O quarteto da "choldra torpe", mas há mais... |
Nestas
férias não precisam de ler Marx. Regressem a Eça de Queirós. Descobrem lá quase
tudo: este país é uma "choldra torpe"
Agosto,
o último mês do ano no meu calendário, evoca o murmurejar das ondas a
desfazerem-se em espuma no extenso areal da ilha de Tavira, a mais bela praia
de todas as infâncias e adolescências, por onde passei e que me remete para
tempos esquecidos, coisas insignificantes, intimidades. Rememorei agora esse
tempo distante que aos poucos se desfizera no interior da memória, tal como os
barcos se desfaziam no fio do horizonte quando, ainda criança, me sentava na
areia a observar o movimento das ondas e a inquietar-me com o seu murmurejar.
Aconselhado
pelo escritor José Marmelo e Silva, meu professor, autor de "O Adolescente
Agrilhoado", livro que me emprestou para ler, aos 11, 12 anos, li tudo o
que havia para ler de Eça de Queirós, em livros requisitados na biblioteca da
Gulbenkian, situada na Rua da Galeria, em Tavira.
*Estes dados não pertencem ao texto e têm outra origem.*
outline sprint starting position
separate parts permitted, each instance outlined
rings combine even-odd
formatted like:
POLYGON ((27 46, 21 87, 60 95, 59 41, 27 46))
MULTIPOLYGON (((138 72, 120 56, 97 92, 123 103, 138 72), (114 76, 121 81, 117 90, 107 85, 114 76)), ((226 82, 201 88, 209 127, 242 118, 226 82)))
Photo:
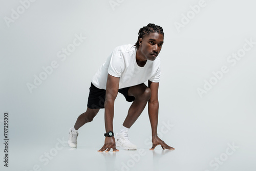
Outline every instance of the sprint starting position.
POLYGON ((158 145, 163 149, 174 149, 157 135, 159 103, 158 87, 160 77, 160 59, 158 57, 163 44, 162 27, 154 24, 141 28, 134 45, 116 48, 92 79, 86 112, 81 114, 74 127, 70 129, 69 145, 77 146, 78 130, 91 122, 100 109, 105 109, 105 142, 98 151, 118 151, 116 145, 124 149, 135 150, 136 145, 128 138, 127 132, 143 111, 147 102, 151 124, 152 147, 158 145), (148 81, 147 87, 144 82, 148 81), (127 101, 133 102, 119 132, 113 133, 114 104, 118 93, 127 101))

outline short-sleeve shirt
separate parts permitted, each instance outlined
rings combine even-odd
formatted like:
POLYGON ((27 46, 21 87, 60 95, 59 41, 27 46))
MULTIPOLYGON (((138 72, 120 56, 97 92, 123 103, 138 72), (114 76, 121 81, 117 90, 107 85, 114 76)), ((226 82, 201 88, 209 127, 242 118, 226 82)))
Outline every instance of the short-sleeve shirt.
POLYGON ((116 47, 92 79, 97 88, 106 89, 108 74, 119 77, 119 89, 138 85, 147 80, 159 82, 161 70, 160 59, 157 56, 147 60, 144 67, 138 65, 135 46, 131 44, 116 47))

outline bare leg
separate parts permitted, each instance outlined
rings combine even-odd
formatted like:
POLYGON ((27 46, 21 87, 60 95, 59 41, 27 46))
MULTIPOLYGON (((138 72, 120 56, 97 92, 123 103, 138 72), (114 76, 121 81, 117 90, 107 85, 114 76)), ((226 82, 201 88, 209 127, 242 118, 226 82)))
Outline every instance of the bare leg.
POLYGON ((75 129, 78 130, 86 123, 92 121, 93 118, 99 112, 99 109, 92 109, 87 108, 86 112, 80 115, 77 118, 76 123, 74 126, 75 129))
POLYGON ((151 91, 143 83, 131 87, 128 90, 128 95, 135 97, 123 124, 124 126, 130 128, 140 116, 150 100, 151 91))

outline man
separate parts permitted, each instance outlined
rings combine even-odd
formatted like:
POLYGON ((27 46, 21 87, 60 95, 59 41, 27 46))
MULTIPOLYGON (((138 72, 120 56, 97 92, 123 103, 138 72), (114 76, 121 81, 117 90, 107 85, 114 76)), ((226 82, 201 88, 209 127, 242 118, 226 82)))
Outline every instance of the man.
POLYGON ((118 151, 117 146, 134 150, 137 146, 129 138, 129 129, 140 115, 148 102, 148 116, 151 124, 154 149, 158 145, 163 149, 174 149, 157 136, 158 119, 158 92, 160 76, 160 60, 157 57, 163 44, 162 27, 153 24, 141 28, 135 45, 116 48, 106 62, 93 77, 90 88, 87 111, 81 114, 73 127, 70 130, 68 144, 77 145, 77 130, 93 120, 100 109, 105 109, 106 133, 103 146, 98 151, 118 151), (148 87, 143 82, 148 81, 148 87), (120 132, 113 133, 114 104, 118 92, 127 101, 132 102, 120 132))

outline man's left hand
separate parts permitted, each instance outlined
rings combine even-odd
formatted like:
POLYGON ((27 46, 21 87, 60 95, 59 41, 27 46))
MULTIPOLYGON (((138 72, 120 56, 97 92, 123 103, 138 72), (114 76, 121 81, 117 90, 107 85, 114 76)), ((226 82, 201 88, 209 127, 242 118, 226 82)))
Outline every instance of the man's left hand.
POLYGON ((152 137, 152 143, 153 143, 153 146, 150 149, 150 150, 154 149, 156 146, 157 146, 158 145, 161 145, 161 146, 162 147, 162 148, 163 148, 163 149, 167 149, 170 150, 175 149, 175 148, 174 148, 174 147, 172 147, 167 145, 163 140, 160 139, 157 136, 152 137))

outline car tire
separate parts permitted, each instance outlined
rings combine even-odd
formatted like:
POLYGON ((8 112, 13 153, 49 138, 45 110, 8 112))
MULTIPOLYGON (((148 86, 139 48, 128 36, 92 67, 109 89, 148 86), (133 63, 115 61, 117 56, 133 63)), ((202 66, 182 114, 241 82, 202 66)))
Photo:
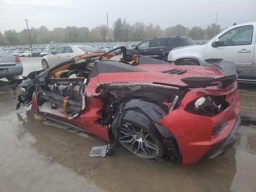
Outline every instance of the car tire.
POLYGON ((130 62, 132 60, 132 58, 130 55, 127 56, 127 62, 130 62))
POLYGON ((167 62, 167 60, 168 59, 168 56, 166 56, 162 60, 162 61, 165 62, 167 62))
MULTIPOLYGON (((123 112, 120 125, 119 143, 130 152, 142 157, 158 160, 164 152, 160 133, 153 121, 140 110, 123 112)), ((112 127, 114 136, 116 128, 112 127)))
POLYGON ((43 68, 43 69, 46 69, 49 68, 48 63, 45 59, 43 59, 42 60, 42 66, 43 68))

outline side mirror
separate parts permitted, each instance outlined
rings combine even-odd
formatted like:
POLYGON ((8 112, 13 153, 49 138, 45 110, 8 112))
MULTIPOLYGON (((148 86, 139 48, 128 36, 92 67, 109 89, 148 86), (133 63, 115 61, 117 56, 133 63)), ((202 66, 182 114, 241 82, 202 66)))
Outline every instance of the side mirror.
POLYGON ((212 43, 213 47, 218 47, 220 46, 220 40, 218 38, 216 38, 212 43))

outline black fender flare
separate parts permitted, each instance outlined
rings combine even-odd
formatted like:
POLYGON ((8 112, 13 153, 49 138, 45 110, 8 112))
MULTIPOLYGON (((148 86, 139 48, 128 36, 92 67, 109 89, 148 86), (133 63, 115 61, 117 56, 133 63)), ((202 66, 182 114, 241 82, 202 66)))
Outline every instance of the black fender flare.
POLYGON ((146 116, 153 121, 162 136, 171 158, 173 160, 181 160, 181 151, 175 136, 165 126, 158 122, 167 115, 162 108, 147 99, 132 99, 125 103, 122 110, 130 108, 139 108, 146 116))
POLYGON ((153 121, 160 133, 165 138, 169 139, 173 136, 170 130, 158 122, 167 115, 165 110, 158 105, 146 99, 132 99, 126 103, 123 110, 129 108, 138 108, 153 121))

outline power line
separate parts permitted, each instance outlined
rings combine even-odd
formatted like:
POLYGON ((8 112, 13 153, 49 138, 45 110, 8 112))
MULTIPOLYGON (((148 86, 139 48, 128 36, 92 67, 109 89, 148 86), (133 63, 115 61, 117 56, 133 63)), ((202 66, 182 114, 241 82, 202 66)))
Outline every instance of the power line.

Aí comecei a aprender, com João da Ega,
que o país que me calhara em destino era uma "choldra torpe",
observação que ainda hoje não destoa, passado mais de um século sobre o que
escreveu o autor de "Os Maias" e meio século sobre essas minhas
primeiras leituras.
Só
mesmo numa choldra torpe o senhor Presidente da República, o senhor
primeiro-ministro, a senhora ministra das Finanças e o senhor governador do
Banco de Portugal - ou seja, todo o poder que nos pastoreia - podiam jurar,
como juraram, a pés juntos, com a mão no peito e ar solene, durante quase um
mês, por estas ou outras palavras, que "os portugueses podem confiar no
BES, dado que as folgas de capital são mais que suficientes para cobrir a
exposição que o banco tem na parte não financeira, mesmo na situação mais
adversa" E, depois, quando se percebeu que afinal o que disseram era
falso, um engodo para enganar papalvos, a fina flor de um poder à deriva, sem
credibilidade nem mérito, partiu para o mar, ali para a Manta Rota ou para a
praia da Coelha, ouvir o murmurejar das ondas a desfazerem-se em espuma no
areal, como se nada disto lhes dissesse respeito. Sem uma palavra. Sem uma
justificação nem um acto de contrição.
Só
mesmo numa choldra torpe um governo aprova à socapa, na quinta- -feira 31 de
Julho, um diploma que testemunha que a expropriação do BES já estava decidida,
pelo menos nesse dia mas certamente antes, omitindo-o no comunicado do Conselho
de Ministros, como se o governo estivesse na clandestinidade e este assunto
fosse dos "deuses" e não dos portugueses.
Só
mesmo numa choldra torpe a decisão do governo, com a conivência do senhor
Presidente da República, é conhecida antecipadamente apenas por "gente de
bem", próxima do governo, o que provavelmente permitiu atempadamente a
venda de acções do BES pela Goldman Sachs e outros "amigos", o que
levou à monumental queda em bolsa a 31 de Julho e 1 de Agosto, ou à retirada do
dinheiro das contas da PT por esses dias.
Só
mesmo numa choldra torpe se permite a promiscuidade de comentadores habitual de
canais de televisão, ex-presidentes do principal partido do governo, um deles
conhecido como a "bruxa de Carnaxide", que anunciam a solução para o
"caso BES" antes de o governador do Banco de Portugal a ter
apresentado, supostamente em "primeira mão".
Só
mesmo numa choldra torpe um governo, por razões ideológicas, trata com eufemismo
a inevitável nacionalização de um banco, para evitar males maiores, através de
uma "engenharia" pirotécnica, em que os contribuintes entram com 90%
do capital e a propriedade é entregue às "instituições financeiras a
operar em Portugal", sendo todos os riscos, como bem sabem, de quem paga
impostos.
Volto
ao começo: nestas férias não precisam de ler Marx. Regressem a Eça de Queirós.
Descobrem lá quase tudo. E descubram também o escritor José Marmelo e Silva.